The facts make for a good case and the client is financially able to pay the law firm’s highest rates, though litigation through trial would be no small expense for the client. A narrow thinking lawyer will see the strengths of the case, add fire to the client’s outrage and proceed rapidly in preparing a complaint. The lawyer’s only counsel will concern giving direction to the client on what information and documents are necessary to fuel a successful litigation.

On the other hand, the attorney who is truly thinking about the client first sees that the putative defendant is possibly on thin financial ground and may be judgment proof. Despite the client’s anger, this lawyer will raise the issue of whether the client should pursue the breaching party since a judgment may not yield any money if a case is brought and won. There will also be a thorough discussion on whether publicity about the rejection of the client’s goods could hurt the client’s reputation, and what might happen in the long run if no suit is brought to vindicate the client’s product.

The client may very well decide to bring suit as quickly as possible, either to preserve their reputation or to create a reputation in the industry that others should expect to be hauled into court if they do not honor their contracts. On the surface, this gives the same result as with the first lawyer who did nothing other than move the client directly toward litigation. Even so, there is a tremendous difference. The second lawyer helped provide the client with an opportunity to think about all of their needs, and to look at the possible long term consequences of their actions, before the client decided what action they wanted to take.
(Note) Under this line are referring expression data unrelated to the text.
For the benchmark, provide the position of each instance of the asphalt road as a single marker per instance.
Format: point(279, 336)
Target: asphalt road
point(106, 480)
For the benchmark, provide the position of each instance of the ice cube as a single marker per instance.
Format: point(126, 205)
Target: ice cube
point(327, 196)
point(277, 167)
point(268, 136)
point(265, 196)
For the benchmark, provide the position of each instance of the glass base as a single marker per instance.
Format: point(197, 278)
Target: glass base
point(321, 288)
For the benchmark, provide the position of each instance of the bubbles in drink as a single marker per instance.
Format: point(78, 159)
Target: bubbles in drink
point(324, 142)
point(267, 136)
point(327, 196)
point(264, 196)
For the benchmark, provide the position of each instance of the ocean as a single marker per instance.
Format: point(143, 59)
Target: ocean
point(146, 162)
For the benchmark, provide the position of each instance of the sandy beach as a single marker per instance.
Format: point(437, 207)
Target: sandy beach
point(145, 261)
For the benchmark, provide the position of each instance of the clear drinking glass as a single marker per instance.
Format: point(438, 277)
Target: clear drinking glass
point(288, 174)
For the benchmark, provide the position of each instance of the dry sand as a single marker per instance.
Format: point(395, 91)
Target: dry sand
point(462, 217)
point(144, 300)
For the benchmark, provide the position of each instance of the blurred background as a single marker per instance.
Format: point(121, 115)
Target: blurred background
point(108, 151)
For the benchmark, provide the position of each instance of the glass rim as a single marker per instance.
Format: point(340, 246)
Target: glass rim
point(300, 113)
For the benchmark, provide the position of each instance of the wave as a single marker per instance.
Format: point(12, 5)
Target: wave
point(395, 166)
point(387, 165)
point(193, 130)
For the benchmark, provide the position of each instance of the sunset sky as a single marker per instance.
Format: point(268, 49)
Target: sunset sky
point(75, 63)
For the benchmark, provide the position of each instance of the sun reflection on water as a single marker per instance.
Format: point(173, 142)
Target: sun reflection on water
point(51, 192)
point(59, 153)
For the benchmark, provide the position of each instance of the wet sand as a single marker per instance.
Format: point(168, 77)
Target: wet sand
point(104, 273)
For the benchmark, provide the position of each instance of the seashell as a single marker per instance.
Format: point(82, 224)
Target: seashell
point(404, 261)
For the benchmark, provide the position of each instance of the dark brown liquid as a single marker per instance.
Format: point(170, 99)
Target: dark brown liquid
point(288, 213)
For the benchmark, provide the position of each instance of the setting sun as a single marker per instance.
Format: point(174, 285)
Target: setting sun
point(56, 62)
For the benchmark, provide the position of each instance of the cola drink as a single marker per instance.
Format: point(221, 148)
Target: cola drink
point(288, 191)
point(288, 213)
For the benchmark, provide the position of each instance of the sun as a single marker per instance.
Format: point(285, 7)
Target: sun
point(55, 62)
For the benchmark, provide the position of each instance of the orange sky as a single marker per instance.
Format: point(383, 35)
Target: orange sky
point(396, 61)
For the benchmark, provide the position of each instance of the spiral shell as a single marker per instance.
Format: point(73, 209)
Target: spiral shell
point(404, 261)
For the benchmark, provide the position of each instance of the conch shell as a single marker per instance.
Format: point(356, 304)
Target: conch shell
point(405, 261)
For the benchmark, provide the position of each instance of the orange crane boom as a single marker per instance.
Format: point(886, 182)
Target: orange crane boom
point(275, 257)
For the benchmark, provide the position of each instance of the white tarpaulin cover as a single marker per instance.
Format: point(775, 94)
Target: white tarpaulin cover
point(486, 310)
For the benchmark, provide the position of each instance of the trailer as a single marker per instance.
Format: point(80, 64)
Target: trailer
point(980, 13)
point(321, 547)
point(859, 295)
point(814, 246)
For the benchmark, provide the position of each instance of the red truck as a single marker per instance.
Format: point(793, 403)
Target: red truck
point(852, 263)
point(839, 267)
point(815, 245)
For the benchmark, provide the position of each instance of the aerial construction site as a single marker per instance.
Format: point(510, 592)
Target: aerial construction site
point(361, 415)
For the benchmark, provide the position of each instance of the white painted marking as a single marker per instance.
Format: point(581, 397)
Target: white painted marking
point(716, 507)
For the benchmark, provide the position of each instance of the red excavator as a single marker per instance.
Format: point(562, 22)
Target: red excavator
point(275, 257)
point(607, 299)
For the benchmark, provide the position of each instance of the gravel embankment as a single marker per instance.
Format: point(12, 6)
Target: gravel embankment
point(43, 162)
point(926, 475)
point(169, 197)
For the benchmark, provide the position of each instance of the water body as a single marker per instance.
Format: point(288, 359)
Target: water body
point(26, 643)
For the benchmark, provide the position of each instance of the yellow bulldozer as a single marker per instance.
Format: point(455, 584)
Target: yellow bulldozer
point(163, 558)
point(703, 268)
Moreover, in different circumstances, the client might have decided that the breaching party is known in the industry to be unreliable, and the rejection would have no effect on the client’s reputation. Likewise, after discussing it with counsel and reviewing the matter internally, the client could decide that it would be a misapplication of their time, money and energy to pursue a litigation that would not result in any recovery. In the case where the client was led immediately to litigation without any thought on these matters, the client might come to this same conclusion only after spending tens of thousands of dollars, as well as the time and energy of their officers and employees, on something that hard experience showed was not worth it in the first place.

Though each case is unique, it is worth setting out general areas that an attorney should think about in giving counsel to a client contemplating litigation:


There has to be a context for the lawyer in which to understand the meaning of the events that actually happened. The lawyer needs to understand the client’s business and how that business is connected to the other party. This may include the need to understand background information as varied as the basic mechanics of how a piece of machinery operates to the use of a language that does not exist outside of that business. Once knowing the context that can give the events meaning, the lawyer can more fully recognize, learn and assimilate the important facts. This information will be gathered through interviews, document investigation and investigation of facts known by non-parties to the dispute, along with any other investigation required by the unique setting of each dispute.


This includes knowing the type of information described above in getting to understand what occurred in the matter at hand. It also includes knowing: the client’s business culture, philosophy and practices; the client’s needs and goals in their business and how the litigation fits into the business; the parameters of what the client is willing to do or can do in terms of resolving a dispute by litigation, as opposed to some other means; and the people who the attorney will actually work with and/or who have direct knowledge of the events at issue. The lawyer must recognize what he or she understands about the nature of the client’s business and the facts at issue. Attorneys must accept that, when they do not understand something, they have to keep inquiring until they have sufficient knowledge to evaluate the case adequately for the client.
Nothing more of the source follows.